Hey! We just stayed at Glacier NP for 8 days this past August, I can give you some very good information on where to stay, what to do:
1. Get your NP annual pass as you will use it for admission to all NP you will visit on your trip. It will save you $$ with as many parks you are visiting
2. We stayed at St. Mary campground on the east side of the park and would gladly do it again. It is located less than 1mile from the St. Mary engrance. since you are so close to the village (but it does not feel like it) you still have cell reception! it is a great campground - no hook ups or power as per most NP. generators are allowed 7-9am... noon-2... and 5-7. corresponds to meal making, allows for batteries to recharge. Camp staff very friendly.
3. There are brand new bathrooms with showers in the campground and they use tokens. You get one free token per person in your party each day from the check-in booth at the entrance. Be sure to pick up,everyday. If you don't shower everyday, you get longer showers when you do! The showers can generate long lines during peak hours 7-8:30 am and 5-7:30 pm. 
4. There are places to "swim" in the park but do so in glacier water, brr! If the kids need a swim afternoon, you can get a day pass to the KOA to use the pool, shower and the laundry area. This gives you a chance to take a break, play, shower, wash clothes and they even have a pizza operation in the KOA so you can make a time of it!
5. I would highly suggest scheduling a RedBus tour for the first day you are in the park. It will take most of the day but takes you from east to west via Gojng to the Sun Road. You learn the history, see the sights, with frequent stops to take stunning photos, etc. you make a stop at Lake McDonald Lodge on the west side for lunch (on your own...there is a hamburger place, dining room and grab and go deli). You also make a stop in the middle of the park at the Continental Divide. You will not be sorry you did this.
5a. Going to the Sun road is not to be missed. There are length limits on vehicles to go on it, to say there are cliffs and hairpin curves is an understatement. Our TV was too long for it, many are. The tour gives you all the information on how they built this crazy road so long ago. Amazing. 
6. If you want to to hike, go against the usual schedule. Head out on the trail about 6-6:30 in the morning. This is the BEST time to see wildlife... We saw big horn sheep, bears, mountain goats and assorted small creatures. Bring snacks and water. (Don't forget your bear spray- yes just about everyone has it. all park personnel have it on their belts. it is expensive.. start looking now as you shop at Cabelas or what have you and look for a good price. you can get it in the park but it is triple $$). Come back to the campground late morning, make lunch, shower at your leisure and then head out again. If you hike mid-day it feels a bit like Disneyland. I was not happy about getting out so early, kids too, but it was worth it!
7. The east side of the park is more arid, dry, sunny, no rain. After 6 days on the east, we went to the west side. Wet, rainy, thicker woods- the tour talks about the two different weather zones of the park on each side of the divide. We are from WA so the west felt like home. I still preferred the east over the west and I liked St. MAry's better.
So, this is very long, and I am happy to tell you more, just message me. I like to know where I am going so I did A LOT of research before I went.
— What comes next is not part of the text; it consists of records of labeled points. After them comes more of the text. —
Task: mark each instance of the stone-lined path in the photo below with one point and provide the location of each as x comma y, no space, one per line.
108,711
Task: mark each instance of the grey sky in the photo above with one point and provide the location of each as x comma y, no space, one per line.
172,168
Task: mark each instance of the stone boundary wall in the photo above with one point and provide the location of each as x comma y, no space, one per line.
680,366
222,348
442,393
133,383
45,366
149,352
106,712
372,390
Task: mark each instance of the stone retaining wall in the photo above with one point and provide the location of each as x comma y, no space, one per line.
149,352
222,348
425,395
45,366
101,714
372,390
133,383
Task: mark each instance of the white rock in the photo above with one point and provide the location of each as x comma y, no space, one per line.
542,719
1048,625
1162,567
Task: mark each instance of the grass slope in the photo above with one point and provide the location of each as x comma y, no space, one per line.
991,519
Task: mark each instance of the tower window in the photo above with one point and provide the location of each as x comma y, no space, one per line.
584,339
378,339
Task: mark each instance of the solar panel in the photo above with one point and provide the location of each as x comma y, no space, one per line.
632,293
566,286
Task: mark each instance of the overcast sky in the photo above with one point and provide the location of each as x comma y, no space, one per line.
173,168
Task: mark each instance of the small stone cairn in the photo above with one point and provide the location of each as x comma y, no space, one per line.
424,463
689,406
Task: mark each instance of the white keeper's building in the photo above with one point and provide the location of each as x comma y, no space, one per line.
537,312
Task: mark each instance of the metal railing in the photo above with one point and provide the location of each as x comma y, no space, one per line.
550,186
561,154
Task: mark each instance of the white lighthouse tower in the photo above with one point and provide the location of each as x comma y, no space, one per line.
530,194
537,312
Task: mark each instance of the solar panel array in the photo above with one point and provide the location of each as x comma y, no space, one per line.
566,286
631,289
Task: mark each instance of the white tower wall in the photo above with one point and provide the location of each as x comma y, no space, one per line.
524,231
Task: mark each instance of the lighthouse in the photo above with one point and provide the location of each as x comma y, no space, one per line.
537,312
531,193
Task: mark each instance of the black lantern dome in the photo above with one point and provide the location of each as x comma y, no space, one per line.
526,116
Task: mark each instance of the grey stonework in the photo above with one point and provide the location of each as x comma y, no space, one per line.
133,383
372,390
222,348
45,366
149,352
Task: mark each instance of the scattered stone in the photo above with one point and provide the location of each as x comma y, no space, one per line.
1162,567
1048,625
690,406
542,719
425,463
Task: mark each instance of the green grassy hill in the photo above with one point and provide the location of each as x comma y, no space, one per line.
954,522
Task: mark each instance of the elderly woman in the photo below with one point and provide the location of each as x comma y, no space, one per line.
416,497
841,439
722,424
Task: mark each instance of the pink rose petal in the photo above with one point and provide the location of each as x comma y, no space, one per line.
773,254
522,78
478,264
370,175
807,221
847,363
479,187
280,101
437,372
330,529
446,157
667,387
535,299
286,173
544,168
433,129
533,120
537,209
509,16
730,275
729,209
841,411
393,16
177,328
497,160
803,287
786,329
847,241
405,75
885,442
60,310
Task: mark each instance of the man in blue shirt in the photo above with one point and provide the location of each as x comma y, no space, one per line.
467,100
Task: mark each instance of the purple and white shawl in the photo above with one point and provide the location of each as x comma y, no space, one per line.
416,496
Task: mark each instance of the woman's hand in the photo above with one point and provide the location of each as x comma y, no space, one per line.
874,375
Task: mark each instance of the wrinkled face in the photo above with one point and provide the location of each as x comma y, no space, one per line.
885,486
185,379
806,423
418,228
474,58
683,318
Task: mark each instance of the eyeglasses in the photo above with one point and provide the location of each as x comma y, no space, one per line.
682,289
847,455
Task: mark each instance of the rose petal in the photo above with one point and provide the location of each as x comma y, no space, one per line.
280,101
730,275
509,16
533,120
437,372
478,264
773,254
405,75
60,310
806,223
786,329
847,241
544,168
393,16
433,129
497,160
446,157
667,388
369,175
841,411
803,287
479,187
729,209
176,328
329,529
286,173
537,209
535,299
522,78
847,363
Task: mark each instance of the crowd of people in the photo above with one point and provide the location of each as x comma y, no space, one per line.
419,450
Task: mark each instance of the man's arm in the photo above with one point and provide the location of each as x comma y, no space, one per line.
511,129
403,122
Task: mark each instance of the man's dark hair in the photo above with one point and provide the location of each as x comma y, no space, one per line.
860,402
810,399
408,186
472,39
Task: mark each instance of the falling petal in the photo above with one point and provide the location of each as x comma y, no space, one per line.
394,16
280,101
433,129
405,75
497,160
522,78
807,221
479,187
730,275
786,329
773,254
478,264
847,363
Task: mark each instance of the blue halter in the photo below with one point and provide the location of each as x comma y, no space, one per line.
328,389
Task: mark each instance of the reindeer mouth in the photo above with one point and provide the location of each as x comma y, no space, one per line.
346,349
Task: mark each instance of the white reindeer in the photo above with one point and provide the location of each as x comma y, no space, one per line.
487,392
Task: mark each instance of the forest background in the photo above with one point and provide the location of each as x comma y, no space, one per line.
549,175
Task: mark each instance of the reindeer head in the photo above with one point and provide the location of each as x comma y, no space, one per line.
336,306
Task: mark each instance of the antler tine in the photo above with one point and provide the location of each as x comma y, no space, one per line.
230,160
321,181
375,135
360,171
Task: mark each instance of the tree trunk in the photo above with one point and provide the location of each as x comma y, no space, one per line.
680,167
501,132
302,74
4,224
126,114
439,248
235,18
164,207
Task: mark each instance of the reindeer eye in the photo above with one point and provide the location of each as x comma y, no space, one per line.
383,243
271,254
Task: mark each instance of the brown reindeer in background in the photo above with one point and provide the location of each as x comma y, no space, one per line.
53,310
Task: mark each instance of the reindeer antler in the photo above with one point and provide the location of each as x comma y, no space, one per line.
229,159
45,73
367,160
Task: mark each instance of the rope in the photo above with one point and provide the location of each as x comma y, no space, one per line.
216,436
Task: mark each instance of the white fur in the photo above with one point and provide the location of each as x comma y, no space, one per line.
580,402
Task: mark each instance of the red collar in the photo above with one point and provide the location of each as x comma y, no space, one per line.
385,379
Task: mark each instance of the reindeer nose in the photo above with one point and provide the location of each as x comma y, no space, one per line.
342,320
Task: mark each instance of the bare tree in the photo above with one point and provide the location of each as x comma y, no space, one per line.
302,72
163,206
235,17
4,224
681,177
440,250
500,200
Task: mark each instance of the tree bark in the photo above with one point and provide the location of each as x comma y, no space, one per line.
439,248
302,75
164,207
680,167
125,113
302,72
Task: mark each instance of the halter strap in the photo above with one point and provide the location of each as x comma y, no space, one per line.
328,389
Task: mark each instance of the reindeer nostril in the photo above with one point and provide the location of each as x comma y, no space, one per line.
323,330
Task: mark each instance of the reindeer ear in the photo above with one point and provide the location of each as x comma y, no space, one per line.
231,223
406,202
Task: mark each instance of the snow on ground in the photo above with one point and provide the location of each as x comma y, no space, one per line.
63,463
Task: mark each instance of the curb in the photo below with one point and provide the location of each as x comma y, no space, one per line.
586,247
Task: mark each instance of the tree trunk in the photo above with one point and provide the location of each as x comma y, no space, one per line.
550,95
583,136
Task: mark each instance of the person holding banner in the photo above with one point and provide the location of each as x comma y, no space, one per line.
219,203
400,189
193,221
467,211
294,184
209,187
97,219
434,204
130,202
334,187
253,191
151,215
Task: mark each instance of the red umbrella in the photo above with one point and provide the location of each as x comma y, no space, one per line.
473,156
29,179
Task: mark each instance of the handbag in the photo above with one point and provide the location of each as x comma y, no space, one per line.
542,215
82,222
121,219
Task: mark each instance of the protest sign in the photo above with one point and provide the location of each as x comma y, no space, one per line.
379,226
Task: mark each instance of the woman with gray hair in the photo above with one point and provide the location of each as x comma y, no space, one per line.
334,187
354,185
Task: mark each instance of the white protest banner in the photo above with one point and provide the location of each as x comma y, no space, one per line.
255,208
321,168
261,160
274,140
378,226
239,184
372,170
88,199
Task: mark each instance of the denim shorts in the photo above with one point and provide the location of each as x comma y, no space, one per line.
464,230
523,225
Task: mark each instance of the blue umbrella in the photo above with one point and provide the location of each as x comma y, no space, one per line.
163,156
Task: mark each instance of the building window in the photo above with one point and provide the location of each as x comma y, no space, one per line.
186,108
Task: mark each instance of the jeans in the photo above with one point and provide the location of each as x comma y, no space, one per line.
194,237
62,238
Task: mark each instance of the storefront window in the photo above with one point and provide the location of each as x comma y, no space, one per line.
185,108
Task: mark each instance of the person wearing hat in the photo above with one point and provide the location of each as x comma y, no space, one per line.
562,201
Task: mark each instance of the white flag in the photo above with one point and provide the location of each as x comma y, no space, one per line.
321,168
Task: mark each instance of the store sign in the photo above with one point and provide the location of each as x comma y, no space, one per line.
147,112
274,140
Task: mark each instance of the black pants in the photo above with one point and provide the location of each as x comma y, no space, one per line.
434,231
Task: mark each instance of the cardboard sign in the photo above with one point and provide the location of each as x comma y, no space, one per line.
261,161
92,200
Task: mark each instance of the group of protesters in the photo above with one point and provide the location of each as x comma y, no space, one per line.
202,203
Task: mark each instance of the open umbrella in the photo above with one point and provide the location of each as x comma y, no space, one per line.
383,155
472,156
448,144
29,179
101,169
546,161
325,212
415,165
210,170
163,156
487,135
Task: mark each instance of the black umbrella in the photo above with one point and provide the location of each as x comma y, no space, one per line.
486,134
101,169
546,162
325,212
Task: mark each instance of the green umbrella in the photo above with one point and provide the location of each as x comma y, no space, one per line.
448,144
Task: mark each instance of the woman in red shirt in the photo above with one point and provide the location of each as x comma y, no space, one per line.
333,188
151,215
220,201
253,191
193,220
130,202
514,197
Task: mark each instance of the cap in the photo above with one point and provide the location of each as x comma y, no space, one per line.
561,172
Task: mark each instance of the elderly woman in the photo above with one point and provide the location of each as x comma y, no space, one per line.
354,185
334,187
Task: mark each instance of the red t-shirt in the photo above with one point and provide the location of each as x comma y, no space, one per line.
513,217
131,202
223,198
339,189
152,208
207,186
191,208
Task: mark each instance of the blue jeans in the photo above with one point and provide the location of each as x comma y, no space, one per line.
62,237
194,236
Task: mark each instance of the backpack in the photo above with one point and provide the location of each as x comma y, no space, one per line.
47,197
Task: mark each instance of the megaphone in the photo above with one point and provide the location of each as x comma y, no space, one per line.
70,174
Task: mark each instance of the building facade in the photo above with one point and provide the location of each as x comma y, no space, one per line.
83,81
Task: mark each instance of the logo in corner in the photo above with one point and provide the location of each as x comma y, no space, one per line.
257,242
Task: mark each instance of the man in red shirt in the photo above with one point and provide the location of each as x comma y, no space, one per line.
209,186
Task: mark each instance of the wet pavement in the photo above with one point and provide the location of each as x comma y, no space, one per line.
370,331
Have a blast planning - what a wonderful trip!!!!!


----------



## JLAnderson

We kind of like the Yellowstone Valley Inn, which is about 16 mi up the canyon (towards Yellowstone) from Cody, WY. They have a small pool and a hot tub, and beautiful views. We have also stayed at the Cody KOA, which has a free shuttle to the Cody Night Rodeo. Don't miss the Cody Rodeo - it's a blast. There is also a daily play and shootout in front of the Irma Hotel in downtown Cody.

I also highly recommend the Buffalo Bill Historical Center in Cody. You can easily kill a day there, but can catch a lot on a faster visit

We've been out to Cody and to the Black Hills several times, and love both areas. We hope to be out there again in June or so as well, but depends on the work schedule... unfortunately.


----------



## CW2Jason

willingtonpaul said:


> we are heading west for 4 weeks next summer. plan is to do the black hills, yellowstone and glacier. i have done a good bit of research on places to stay and things to definitely not miss, but i imagine that there is some pretty darn good info and opinions out in this community from experience.
> 
> so please give me some ideas on what i should and should not miss and where i should stay.
> 
> thanks in advance
> 
> paul


We just made that trip last summer, we spent a week in South Dakota here: BEAVER LAKE CAMPGROUND
12005 West Hwy. 16, Custer, SD 57730
3 Miles West of Custer

Great location and the people are friendly.

Hope this helps. as for the trip out, we stayed at truck stops and Walmart parking lots to save cash. Have a great safe trip


----------